I'm new to R Studio and biting off more than I can chew :)
I'm trying to use R Studio to import HTML tables from multiple web pages. There are thousands of tables, each with a unique URL, but the URLs all follow the same logic, only varying by location search string, year, and month. Below are a few examples:
https://sunrise-sunset.org/search?location=mar del plata&year=2021&month=10#calendar
https://sunrise-sunset.org/search?location=bendigo victoria&year=1969&month=7#calendar
https://sunrise-sunset.org/search?location=parkville missouri usa&year=2025&month=2#calendar
I've tried using paste0()
and c()
to write a series [of URLs] that I can then use to import the data to R Studio:
URLs <- paste0("https://sunrise-sunset.org/search?location=parkville missouri usa&year=",c(1969:2031),"&month=",c(1:12),"#calendar")

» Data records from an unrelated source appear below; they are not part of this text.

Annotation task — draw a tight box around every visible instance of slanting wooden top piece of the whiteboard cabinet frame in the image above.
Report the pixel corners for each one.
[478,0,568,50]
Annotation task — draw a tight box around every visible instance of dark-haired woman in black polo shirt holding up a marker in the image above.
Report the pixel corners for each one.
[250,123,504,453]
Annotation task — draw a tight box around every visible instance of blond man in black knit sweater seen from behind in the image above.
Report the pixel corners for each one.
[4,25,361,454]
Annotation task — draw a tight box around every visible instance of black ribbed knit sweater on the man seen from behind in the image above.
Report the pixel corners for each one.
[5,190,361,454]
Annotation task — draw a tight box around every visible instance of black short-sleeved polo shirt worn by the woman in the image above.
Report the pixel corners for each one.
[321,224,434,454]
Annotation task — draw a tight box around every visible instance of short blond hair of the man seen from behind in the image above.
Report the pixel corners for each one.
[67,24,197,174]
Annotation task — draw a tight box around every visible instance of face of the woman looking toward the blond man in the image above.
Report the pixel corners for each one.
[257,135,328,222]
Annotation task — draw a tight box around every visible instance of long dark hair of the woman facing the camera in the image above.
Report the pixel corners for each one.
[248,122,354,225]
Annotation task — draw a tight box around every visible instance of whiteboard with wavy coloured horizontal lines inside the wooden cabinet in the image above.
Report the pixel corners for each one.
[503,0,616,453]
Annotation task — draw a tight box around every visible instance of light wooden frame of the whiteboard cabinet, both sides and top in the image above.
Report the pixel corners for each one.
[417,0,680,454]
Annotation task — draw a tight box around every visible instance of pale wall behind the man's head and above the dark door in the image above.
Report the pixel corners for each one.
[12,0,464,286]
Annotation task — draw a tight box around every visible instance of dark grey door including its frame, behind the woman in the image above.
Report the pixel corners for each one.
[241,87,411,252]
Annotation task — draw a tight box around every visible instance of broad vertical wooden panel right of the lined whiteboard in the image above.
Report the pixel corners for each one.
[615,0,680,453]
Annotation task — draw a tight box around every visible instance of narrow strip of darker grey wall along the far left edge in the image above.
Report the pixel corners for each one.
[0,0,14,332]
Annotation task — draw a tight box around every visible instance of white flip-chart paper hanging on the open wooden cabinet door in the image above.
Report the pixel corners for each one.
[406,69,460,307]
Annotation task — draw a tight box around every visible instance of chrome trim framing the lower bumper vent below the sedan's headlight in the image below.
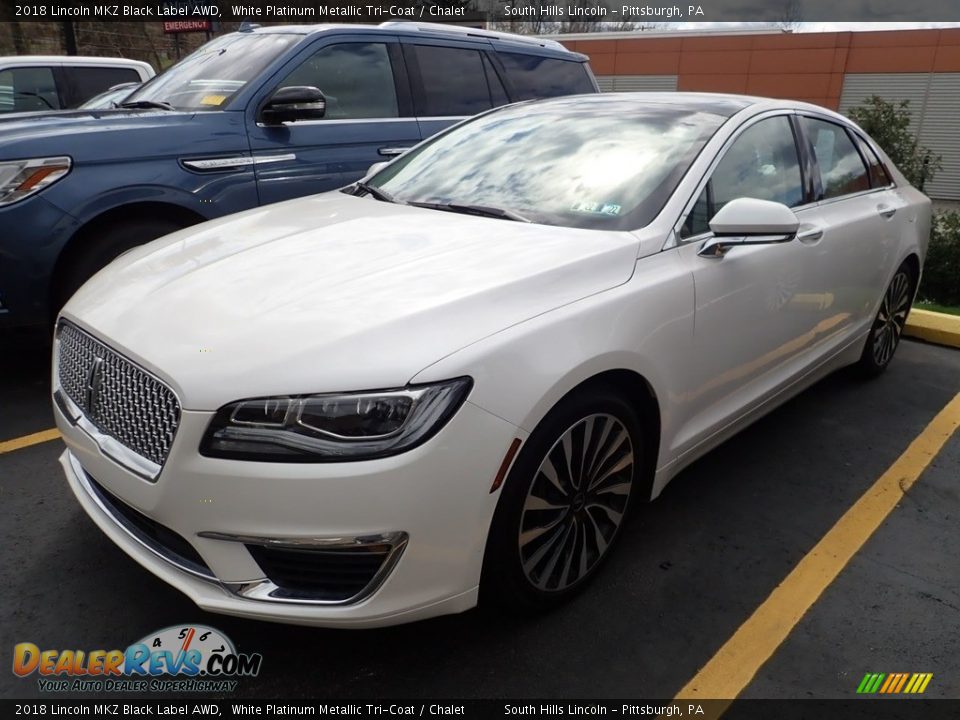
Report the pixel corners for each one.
[208,532,409,606]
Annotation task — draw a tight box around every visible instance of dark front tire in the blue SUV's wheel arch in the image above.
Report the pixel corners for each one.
[53,219,184,314]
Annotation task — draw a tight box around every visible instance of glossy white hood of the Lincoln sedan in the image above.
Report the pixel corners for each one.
[63,192,638,410]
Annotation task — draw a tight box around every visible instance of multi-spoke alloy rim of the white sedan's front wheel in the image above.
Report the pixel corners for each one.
[519,414,634,591]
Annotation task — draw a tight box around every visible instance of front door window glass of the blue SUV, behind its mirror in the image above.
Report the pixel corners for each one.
[277,43,399,120]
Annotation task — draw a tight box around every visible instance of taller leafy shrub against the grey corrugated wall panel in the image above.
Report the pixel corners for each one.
[849,95,943,190]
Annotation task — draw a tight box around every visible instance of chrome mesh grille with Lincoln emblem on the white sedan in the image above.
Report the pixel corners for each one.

However, by using two separate instances of c()
for Year and Month, the sequences generated are independent of one another and I end up with 60 different URLs instead of 750. Is there a way to generate a series of Months, 1:12
, for each year in a series of Years, 1969:2031
, using paste0()
? Is this even the best approach for what I'm trying to accomplish? And if so, is there also a way to generate this series of Years and Months for multiple locations as well?

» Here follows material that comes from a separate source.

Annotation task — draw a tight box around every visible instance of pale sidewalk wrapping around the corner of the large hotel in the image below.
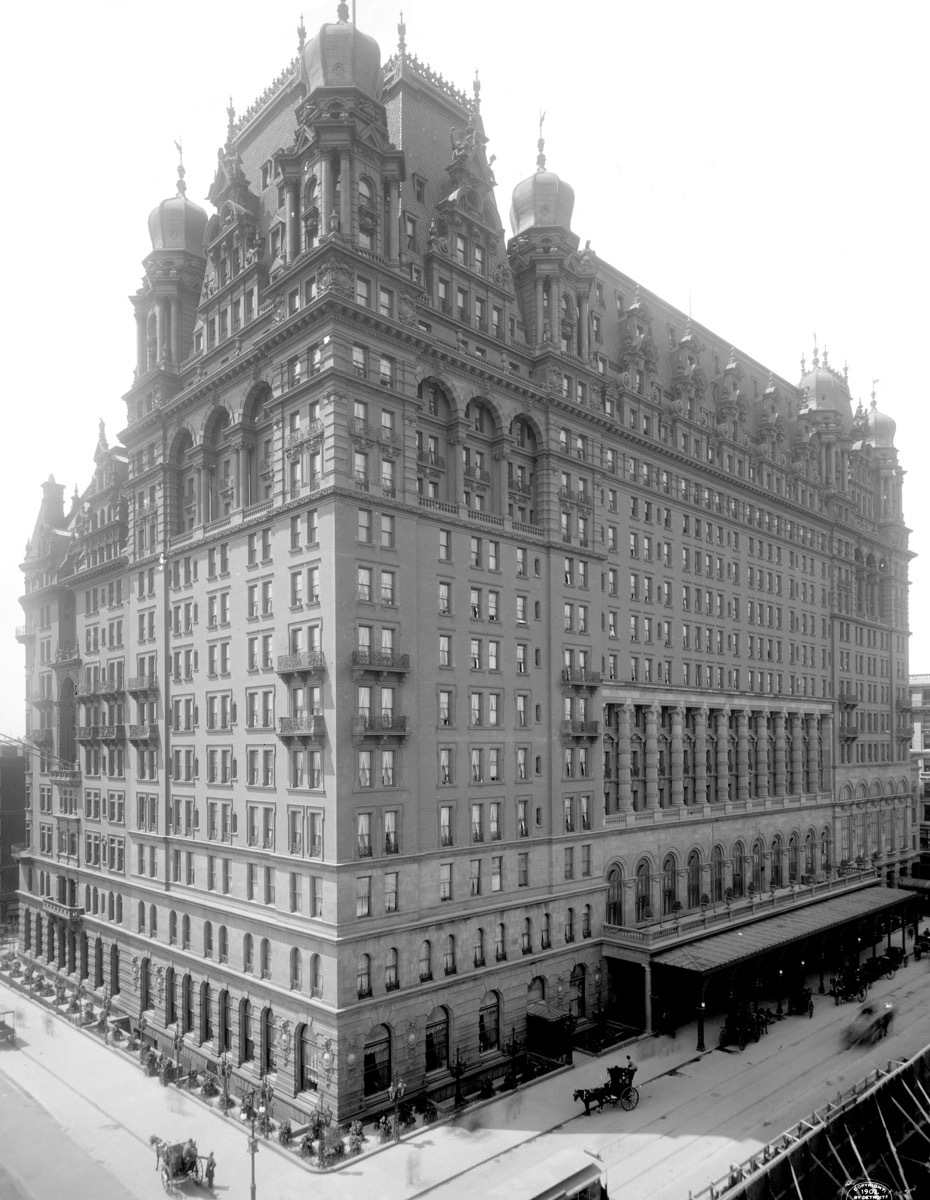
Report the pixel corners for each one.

CodePudding user response:
One option using expand.grid
to create a dataframe and apply
to collapse all rows into a single string.
base_url <- 'https://sunrise-sunset.org/search?location=parkville missouri usa&'
year_url <- paste0("year=",c(1969:2031))
mon_url <- paste0("&month=",c(1:12),"#calendar")
out_url <- apply(expand.grid(base_url, year_url, mon_url), 1, paste, collapse = '')
length(out_url)
#> [1] 756
head(out_url)
#> [1] "https://sunrise-sunset.org/search?location=parkville missouri usa&year=1969&month=1#calendar"
#> [2] "https://sunrise-sunset.org/search?location=parkville missouri usa&year=1970&month=1#calendar"
#> [3] "https://sunrise-sunset.org/search?location=parkville missouri usa&year=1971&month=1#calendar"
#> [4] "https://sunrise-sunset.org/search?location=parkville missouri usa&year=1972&month=1#calendar"
#> [5] "https://sunrise-sunset.org/search?location=parkville missouri usa&year=1973&month=1#calendar"
#> [6] "https://sunrise-sunset.org/search?location=parkville missouri usa&year=1974&month=1#calendar"
Created on 2021-10-07 by the reprex package (v2.0.0)
Or a different option using rep
to repeat the shorter vectors (base_url
and mon_url
) the same number of times in the longest vector (year_url
)
paste0(rep(base_url, each = length(year_url)),
year_url,
rep(mon_url, each = length(year_url)))